The goal of this project is to introduce the getting and cleaning data proceess, present some exploratory data analysis of the text data for the capstone project and show the goals for the prediction model and final application.
In order to exectute the R code the following libraries must be loaded.
library(ggplot2)
library(gridExtra)
library(wordcloud)
library(RColorBrewer)
library(data.table)
library(stringr)
library(tm)
library(RWeka)
library(knitr)
At this section we can configure some parameters relted to the analaysis. Frist we set the absolute paths to documents.

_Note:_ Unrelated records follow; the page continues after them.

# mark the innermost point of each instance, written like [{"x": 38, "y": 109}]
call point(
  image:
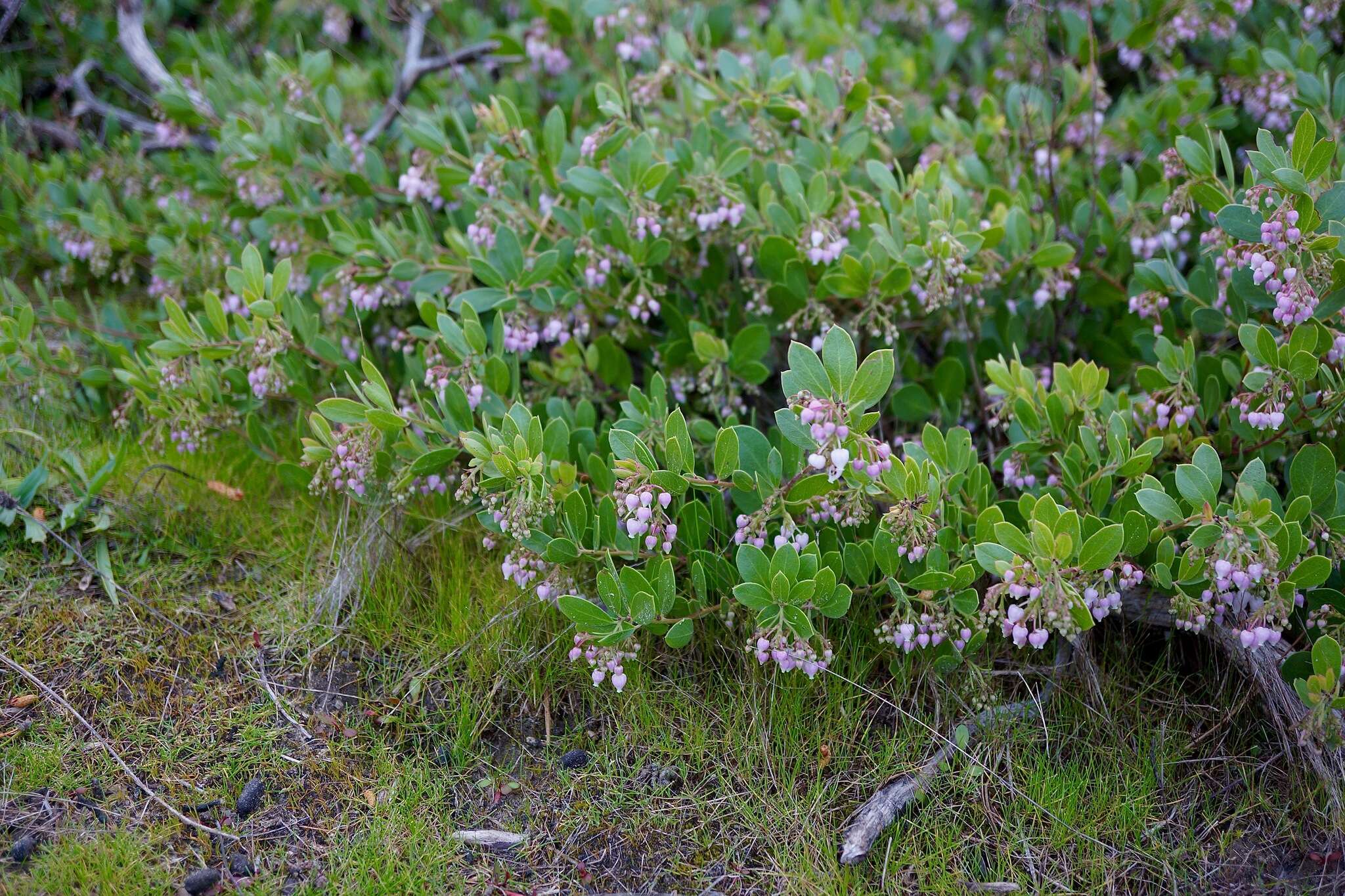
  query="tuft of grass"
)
[{"x": 449, "y": 700}]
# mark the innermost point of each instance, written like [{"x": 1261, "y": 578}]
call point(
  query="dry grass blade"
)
[{"x": 93, "y": 733}]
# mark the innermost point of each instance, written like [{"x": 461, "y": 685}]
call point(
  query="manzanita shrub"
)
[{"x": 741, "y": 312}]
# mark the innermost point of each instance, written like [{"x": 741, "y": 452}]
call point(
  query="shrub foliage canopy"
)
[{"x": 739, "y": 312}]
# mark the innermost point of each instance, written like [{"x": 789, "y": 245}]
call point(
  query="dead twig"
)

home_dir <- "/home/jagprieto/Escritorio/COURSERA/DATA_SCIENCE/CAPSTONE_PROJECT/"
data_dir <- "/home/jagprieto/Escritorio/COURSERA/DATA_SCIENCE/CAPSTONE_PROJECT/data/corpus"
news_file_path <- paste(data_dir, '/en_US.news.txt', sep = '')
blogs_file_path <- paste(data_dir, '/en_US.blogs.txt', sep = '')
twitter_file_path <- paste(data_dir, '/en_US.twitter.txt', sep = '')
setwd(home_dir)
Now we set the number of lines (in %) to read from each document to perform the basic exploratory data analysis.
conf.train.percentage <- 0.01
Set the number of words in the word cloud visualization.
conf.word.cloud.number <- 100
Set the number of terms visualized in the frequency tables (the most frequently terms).
conf.terms.freq.number <- 25
Set the number of clusters.
conf.terms.clusters <- 10
We start by analyzing the document files and obtaining some general info about its size, number of lines and number of words/chars per line.
# Extract blogs documents info.
blogs_file_connection <- file(blogs_file_path, "r", blocking = FALSE)
blogs_table <- readLines(blogs_file_connection) #
close(blogs_file_connection)
blogs_lines_count <- length(blogs_table)
# Count blogs words and chars.
blogs_lines_words_count <- lapply(blogs_table, function (line_text) sapply(gregexpr("\\W+", line_text), length))
blogs_words_count <- Reduce("+", blogs_lines_words_count)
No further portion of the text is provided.